Las corrupción es contraria a la democracia pero "en Colombia es aliada de la criminalidad", dijo el viernes el vice presidente de ese país, Angelino Garzón, durante una conferencia sobre la formación de líderes políticos.

"Yo llegué a la política luego de militar 25 años en el sector sindical donde aprendimos a luchar y a reclamar pero no a gobernar; entonces, cuando en el 2000 fui designado ministro de Trabajo, comencé a aprender...", recordó.

La conferencia se hizo como actividad paralela a la XXI Cumbre Iberoamericana de mandatarios, en la capital paraguaya.

Una coalición de organismos multilaterales denominada Goberna América Latina presentó su programa regional de formación de líderes en el gobierno y Garzón relató su experiencia.

"Este programa que involucra a Cepal, Naciones Unidas, la oficina española de cooperación internacional y otros organismos ayuda a generar prácticas de buen gobierno", dijo Garzón.
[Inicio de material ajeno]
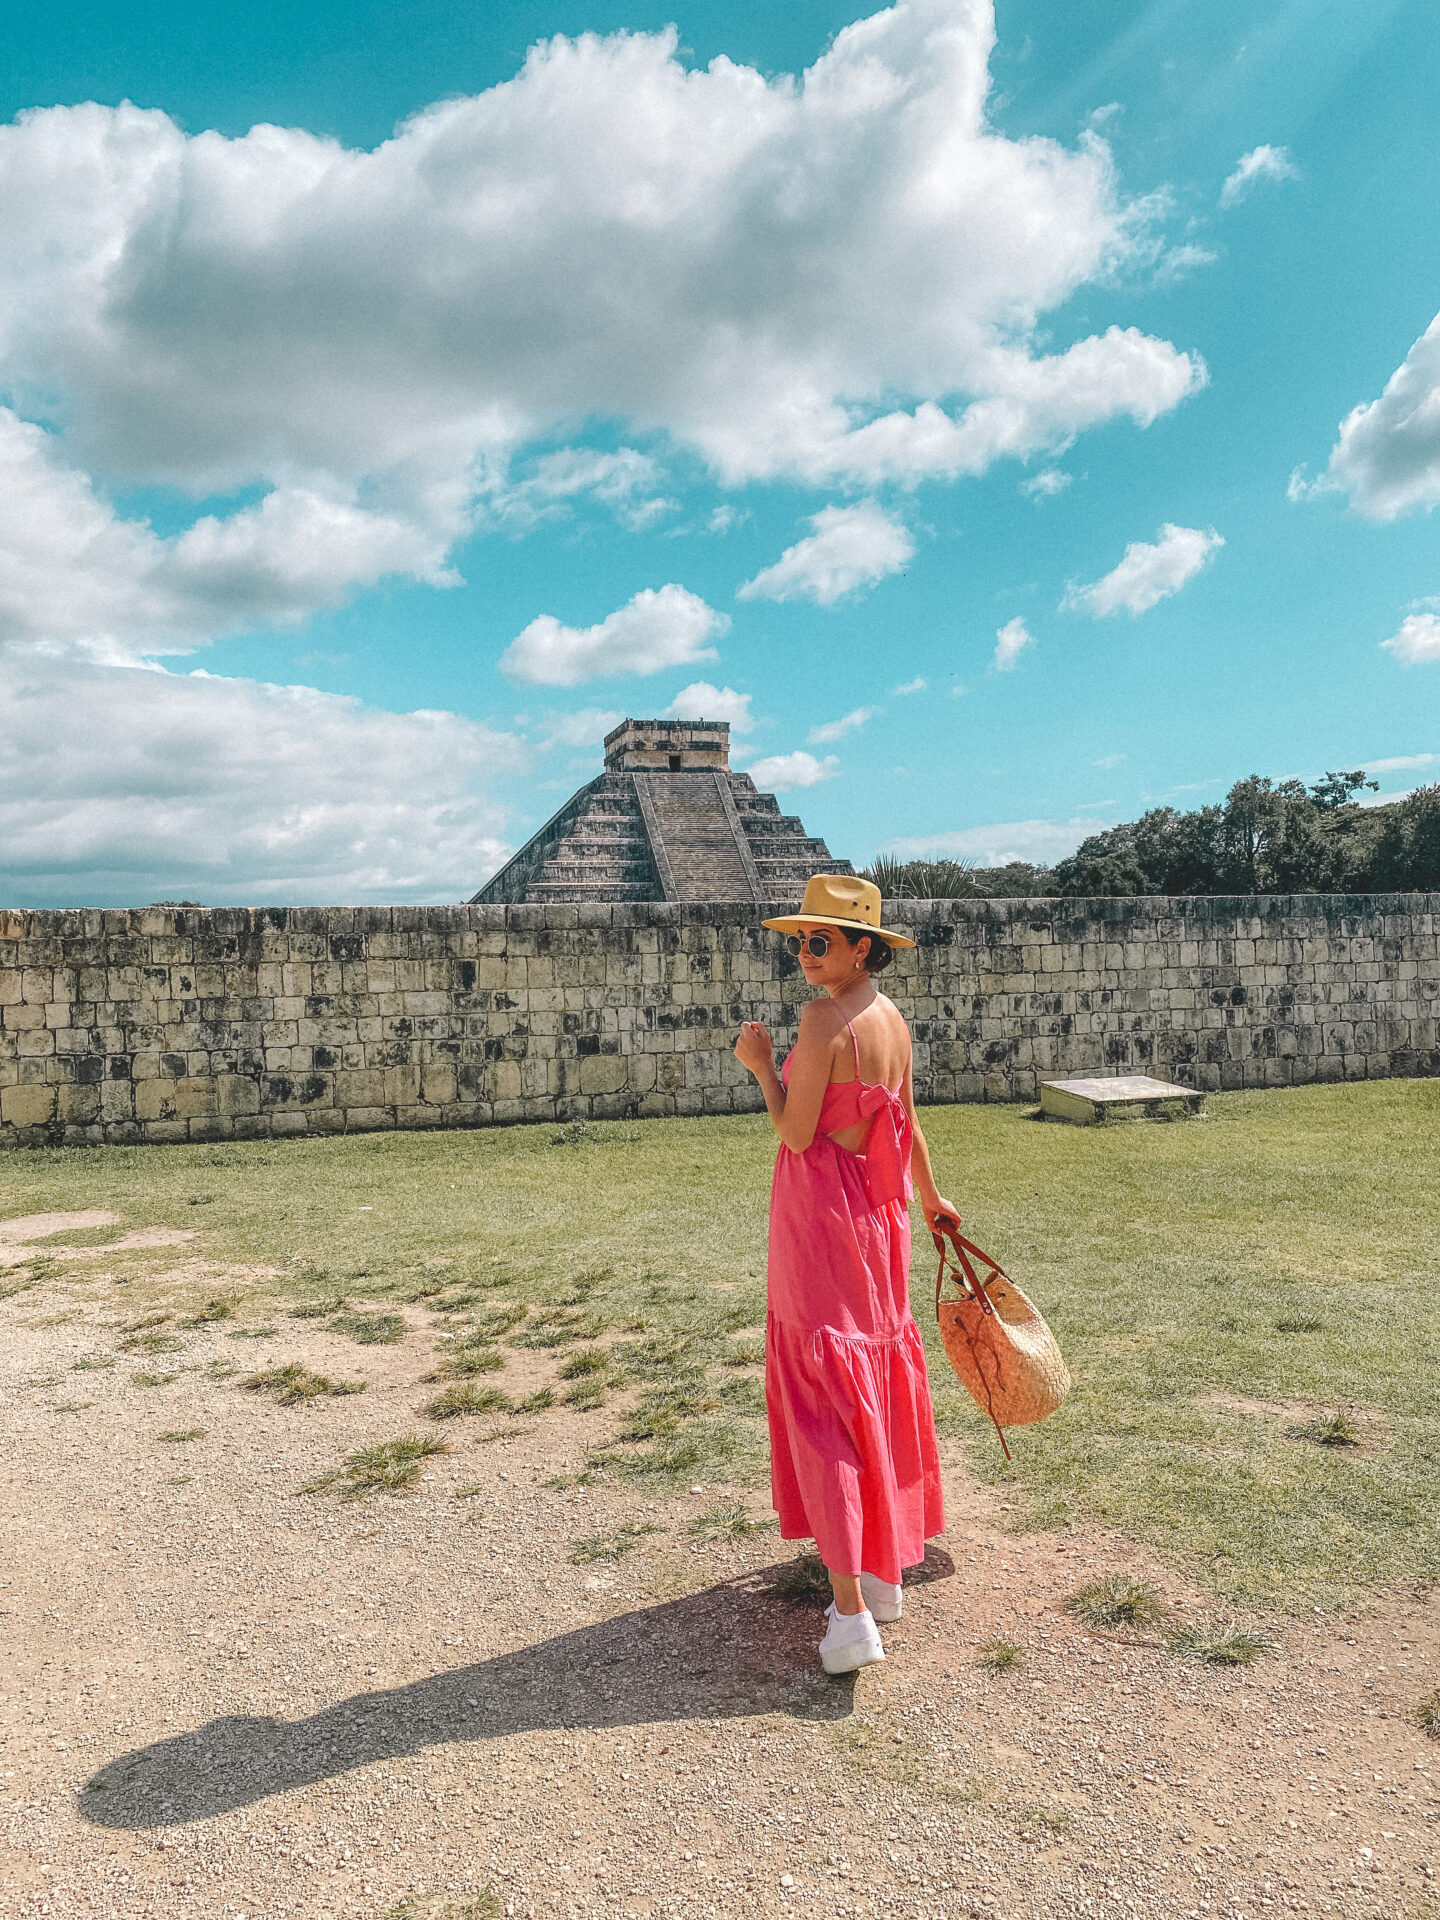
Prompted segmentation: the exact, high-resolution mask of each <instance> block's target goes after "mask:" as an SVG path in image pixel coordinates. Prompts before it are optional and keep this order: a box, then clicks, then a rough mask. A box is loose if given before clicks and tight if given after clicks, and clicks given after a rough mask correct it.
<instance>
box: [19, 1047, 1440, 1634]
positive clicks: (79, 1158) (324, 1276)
mask: <svg viewBox="0 0 1440 1920" xmlns="http://www.w3.org/2000/svg"><path fill="white" fill-rule="evenodd" d="M924 1121H925V1131H927V1135H929V1139H931V1152H933V1158H935V1165H937V1169H939V1175H941V1190H943V1192H947V1194H948V1196H950V1198H952V1200H954V1202H956V1204H958V1206H960V1208H962V1212H964V1215H966V1227H968V1231H970V1233H972V1235H973V1236H975V1238H977V1240H979V1242H981V1244H983V1246H985V1248H987V1250H989V1252H993V1254H995V1256H996V1258H998V1260H1000V1261H1002V1263H1004V1265H1006V1267H1008V1269H1010V1273H1012V1275H1014V1279H1018V1281H1020V1284H1021V1286H1025V1288H1027V1290H1029V1292H1031V1294H1033V1298H1035V1300H1037V1304H1039V1306H1041V1308H1043V1311H1044V1313H1046V1315H1048V1319H1050V1323H1052V1327H1054V1331H1056V1334H1058V1336H1060V1342H1062V1346H1064V1350H1066V1356H1068V1359H1069V1365H1071V1373H1073V1377H1075V1390H1073V1394H1071V1398H1069V1402H1068V1404H1066V1407H1064V1409H1062V1411H1060V1413H1058V1415H1056V1417H1054V1419H1052V1421H1050V1423H1046V1425H1044V1427H1037V1428H1023V1430H1018V1432H1014V1434H1012V1448H1014V1455H1016V1459H1014V1467H1004V1461H1002V1459H1000V1453H998V1446H996V1442H995V1436H993V1432H991V1430H989V1425H987V1423H985V1421H983V1417H981V1415H979V1413H977V1411H975V1409H973V1407H972V1404H970V1400H968V1398H966V1394H964V1392H962V1390H960V1386H958V1384H956V1382H954V1380H952V1377H950V1373H948V1367H947V1363H945V1357H943V1352H941V1350H939V1344H937V1342H933V1340H931V1377H933V1380H935V1398H937V1411H939V1419H941V1425H943V1428H945V1430H947V1432H952V1434H958V1436H962V1438H964V1440H966V1442H968V1450H970V1459H972V1461H973V1465H975V1469H977V1471H979V1473H981V1475H985V1476H987V1478H991V1480H1004V1482H1008V1484H1010V1486H1012V1488H1014V1490H1016V1503H1018V1515H1016V1517H1018V1521H1020V1523H1023V1524H1029V1526H1037V1524H1039V1526H1052V1524H1064V1521H1068V1519H1081V1517H1098V1519H1104V1521H1110V1523H1114V1524H1117V1526H1121V1528H1127V1530H1129V1532H1133V1534H1135V1536H1139V1538H1142V1540H1146V1542H1148V1544H1150V1546H1154V1548H1158V1549H1160V1551H1162V1553H1164V1555H1165V1557H1167V1559H1171V1561H1173V1563H1177V1565H1181V1567H1185V1569H1187V1571H1188V1572H1192V1574H1194V1576H1198V1578H1200V1580H1204V1582H1206V1584H1210V1586H1212V1588H1213V1590H1217V1592H1221V1594H1225V1596H1227V1597H1231V1599H1236V1601H1261V1603H1281V1605H1331V1603H1336V1601H1342V1599H1346V1597H1352V1596H1354V1590H1356V1588H1357V1586H1361V1584H1382V1586H1386V1584H1388V1586H1398V1584H1417V1582H1427V1580H1436V1578H1440V1526H1436V1486H1438V1482H1436V1467H1438V1465H1440V1402H1438V1398H1436V1377H1438V1373H1440V1304H1436V1277H1440V1204H1438V1202H1436V1175H1438V1173H1440V1154H1438V1152H1436V1129H1438V1123H1440V1083H1436V1081H1384V1083H1367V1085H1354V1087H1325V1089H1319V1087H1317V1089H1306V1091H1286V1092H1263V1094H1227V1096H1213V1098H1212V1100H1210V1112H1208V1116H1206V1117H1204V1119H1200V1121H1179V1123H1173V1125H1154V1123H1150V1125H1144V1123H1140V1125H1119V1127H1087V1129H1081V1127H1064V1125H1041V1123H1037V1121H1035V1119H1031V1117H1029V1114H1027V1110H1023V1108H1012V1106H991V1108H985V1106H952V1108H931V1110H927V1114H925V1116H924ZM772 1158H774V1137H772V1133H770V1127H768V1123H766V1121H764V1119H762V1117H735V1119H699V1121H645V1123H630V1125H599V1127H589V1129H555V1127H516V1129H497V1131H488V1133H447V1135H430V1133H426V1135H407V1133H390V1135H363V1137H351V1139H326V1140H303V1142H286V1144H271V1142H257V1144H246V1146H196V1148H157V1146H150V1148H106V1150H100V1152H36V1154H10V1156H6V1158H4V1164H0V1217H4V1215H13V1213H31V1212H42V1210H44V1212H48V1210H71V1208H83V1206H104V1208H111V1210H113V1212H115V1213H119V1215H121V1219H123V1223H125V1227H127V1229H129V1227H144V1225H171V1227H173V1225H182V1227H198V1229H200V1231H202V1235H204V1246H205V1250H207V1252H211V1254H213V1256H217V1258H223V1260H240V1261H269V1263H276V1265H278V1267H280V1269H282V1271H280V1275H278V1279H276V1281H275V1286H273V1292H275V1294H282V1296H292V1302H294V1304H301V1306H303V1304H305V1302H311V1304H313V1306H315V1308H317V1311H330V1313H334V1315H340V1313H342V1311H349V1313H351V1315H353V1313H355V1309H359V1311H367V1309H378V1308H380V1306H382V1302H388V1304H396V1302H401V1300H419V1302H422V1304H424V1306H428V1308H430V1309H434V1311H436V1313H438V1315H445V1319H444V1325H447V1327H453V1331H455V1332H457V1334H459V1338H461V1342H465V1340H470V1346H472V1350H482V1348H484V1346H486V1342H495V1344H497V1348H499V1350H505V1348H507V1346H511V1344H520V1346H530V1348H549V1346H553V1348H563V1350H564V1352H566V1354H580V1352H586V1354H593V1356H595V1359H593V1361H589V1363H588V1365H586V1367H580V1369H578V1371H574V1373H570V1375H568V1377H570V1379H576V1382H578V1384H576V1386H574V1388H572V1394H574V1396H576V1398H574V1402H572V1404H576V1405H591V1407H595V1409H597V1415H599V1413H601V1409H603V1407H605V1404H607V1392H609V1390H612V1388H614V1386H618V1384H639V1386H641V1388H643V1396H641V1402H639V1407H637V1411H634V1413H630V1415H628V1417H626V1425H624V1428H622V1438H620V1440H618V1442H609V1444H601V1442H603V1440H605V1436H607V1434H609V1430H611V1428H609V1425H607V1421H605V1419H603V1417H597V1455H599V1465H601V1469H603V1471H605V1469H609V1471H624V1473H641V1475H647V1476H649V1478H651V1480H653V1482H655V1484H664V1482H666V1480H670V1482H676V1480H684V1478H697V1476H699V1478H707V1480H718V1478H726V1476H745V1475H753V1473H755V1471H756V1469H758V1465H760V1452H758V1444H760V1432H762V1428H760V1421H758V1413H756V1394H755V1380H753V1375H751V1373H747V1371H745V1361H747V1359H749V1361H753V1357H755V1331H756V1329H758V1327H760V1325H762V1321H764V1215H766V1198H768V1181H770V1164H772ZM40 1252H42V1250H40ZM167 1258H175V1256H173V1254H169V1252H148V1254H144V1256H140V1254H125V1252H121V1254H109V1256H108V1254H106V1252H104V1248H96V1250H94V1265H96V1267H100V1265H102V1263H106V1265H108V1269H109V1271H115V1269H117V1265H119V1263H125V1261H134V1263H138V1261H142V1260H144V1261H146V1263H148V1265H150V1267H154V1265H156V1263H157V1261H165V1260H167ZM436 1261H449V1265H434V1263H436ZM81 1275H83V1269H77V1271H75V1283H77V1284H81ZM931 1277H933V1265H931V1261H929V1244H927V1242H922V1244H920V1246H918V1250H916V1275H914V1298H916V1315H918V1319H920V1323H922V1327H924V1329H925V1331H927V1338H929V1336H931V1329H933V1313H931V1309H929V1296H931ZM342 1302H344V1306H342ZM278 1306H282V1302H276V1300H275V1298H271V1300H267V1302H265V1311H267V1313H271V1315H275V1313H276V1309H278ZM520 1308H524V1309H526V1311H524V1315H520V1317H516V1313H518V1309H520ZM599 1340H603V1344H601V1346H597V1344H595V1342H599ZM607 1350H609V1352H611V1357H609V1359H601V1356H603V1354H605V1352H607ZM459 1367H461V1361H459V1357H457V1369H459ZM470 1371H472V1369H470ZM501 1382H503V1375H501ZM1238 1402H1250V1404H1260V1405H1250V1407H1246V1405H1238ZM557 1404H559V1402H557ZM1267 1409H1273V1411H1267ZM1336 1413H1342V1415H1346V1419H1344V1421H1340V1423H1338V1428H1334V1430H1331V1438H1342V1440H1344V1436H1346V1434H1356V1436H1357V1438H1359V1444H1338V1446H1327V1444H1321V1438H1319V1436H1323V1434H1325V1432H1327V1417H1331V1415H1336Z"/></svg>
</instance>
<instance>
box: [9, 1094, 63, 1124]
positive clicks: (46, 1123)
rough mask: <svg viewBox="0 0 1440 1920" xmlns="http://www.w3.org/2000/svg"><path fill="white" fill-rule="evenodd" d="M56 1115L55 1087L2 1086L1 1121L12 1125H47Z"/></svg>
mask: <svg viewBox="0 0 1440 1920" xmlns="http://www.w3.org/2000/svg"><path fill="white" fill-rule="evenodd" d="M54 1117H56V1089H54V1087H2V1089H0V1121H4V1123H6V1125H10V1127H46V1125H50V1121H52V1119H54Z"/></svg>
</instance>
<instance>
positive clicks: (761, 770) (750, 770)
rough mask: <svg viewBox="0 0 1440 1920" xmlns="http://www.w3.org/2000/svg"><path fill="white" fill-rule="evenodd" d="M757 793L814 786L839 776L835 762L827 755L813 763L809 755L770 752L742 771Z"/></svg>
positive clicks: (838, 772) (837, 769)
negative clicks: (759, 789) (791, 787)
mask: <svg viewBox="0 0 1440 1920" xmlns="http://www.w3.org/2000/svg"><path fill="white" fill-rule="evenodd" d="M745 772H747V774H749V776H751V780H753V781H755V785H756V787H758V789H760V793H789V789H791V787H816V785H818V783H820V781H822V780H833V778H835V774H839V760H837V758H835V755H833V753H828V755H826V758H824V760H816V756H814V755H812V753H804V751H797V753H772V755H770V756H768V758H766V760H751V764H749V766H747V768H745Z"/></svg>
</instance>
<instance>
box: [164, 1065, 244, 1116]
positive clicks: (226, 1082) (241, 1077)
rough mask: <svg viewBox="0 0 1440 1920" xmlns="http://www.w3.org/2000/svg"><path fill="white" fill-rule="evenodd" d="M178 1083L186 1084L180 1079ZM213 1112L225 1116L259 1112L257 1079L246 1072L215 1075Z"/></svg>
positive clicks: (218, 1073) (219, 1074)
mask: <svg viewBox="0 0 1440 1920" xmlns="http://www.w3.org/2000/svg"><path fill="white" fill-rule="evenodd" d="M180 1085H186V1083H184V1081H180ZM213 1085H215V1112H217V1114H225V1116H230V1117H232V1116H236V1114H259V1081H257V1079H252V1077H250V1075H248V1073H217V1075H215V1081H213Z"/></svg>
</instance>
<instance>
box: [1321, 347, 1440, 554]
mask: <svg viewBox="0 0 1440 1920" xmlns="http://www.w3.org/2000/svg"><path fill="white" fill-rule="evenodd" d="M1292 486H1298V488H1300V492H1302V493H1308V492H1309V493H1348V495H1350V505H1352V507H1354V509H1356V513H1361V515H1365V518H1367V520H1394V518H1398V516H1400V515H1402V513H1411V511H1413V509H1415V507H1425V509H1427V511H1428V509H1430V507H1434V505H1436V503H1440V315H1436V317H1434V321H1430V324H1428V328H1427V330H1425V332H1423V334H1421V338H1419V340H1417V342H1415V346H1413V348H1411V349H1409V353H1407V355H1405V359H1404V363H1402V365H1400V367H1398V369H1396V371H1394V372H1392V374H1390V378H1388V380H1386V384H1384V392H1382V394H1380V397H1379V399H1371V401H1365V403H1363V405H1359V407H1356V409H1354V411H1352V413H1350V415H1348V417H1346V419H1344V420H1342V422H1340V438H1338V440H1336V444H1334V447H1332V449H1331V463H1329V467H1327V470H1325V474H1323V476H1321V478H1319V480H1315V482H1313V484H1311V486H1306V484H1304V478H1302V476H1300V474H1296V476H1292ZM1290 497H1292V499H1294V497H1296V495H1294V493H1292V495H1290Z"/></svg>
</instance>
"Tras dejar el ministerio, en mi región fui elegido gobernador y allí mi aprendizaje fue intenso porque el ministerio tenía asegurados los ingresos presupuestarios pero en la gobernación yo dependía del pago de impuestos", indicó.

Garzón afirmó que todos los gobiernos "deben luchar contra la evasión fiscal. El Estado no es una fábrica de billetes (dinero) y estando en cualquier gobierno debe haber tolerancia cero a la corrupción porque ella es contraria a la democracia, pero en Colombia es aliada de la criminalidad".

Posteriormente, en conferencia de prensa, Garzón aclaró que el presidente Juan Manuel Santos no asistirá a la cumbre porque "el domingo tenemos elección de autoridades locales en todo el país y ante las acciones de grupos violentos, el gobierno hará lo necesario para que se realicen los comicios con normalidad".

"Han sido asesinados varios candidatos a cargos locales pero muchos de los casos violentos tienen que ver con grupos armados rivales, a veces de la guerrilla, de los narcotraficantes o de bandas de delincuentes comunes", añadió.

"Queremos expresar nuestro dolor por la muerte de tres militares por la explosión de minas antipersonal colocadas por la guerrilla. Es una violencia irracional", acotó.

Enfatizó que "hay una decisión del Estado colombiano de que esta violencia, que la vivimos desde hace 62 años, se tiene que acabar por la razón o por la fuerza, sin estar cerradas las puertas de la paz".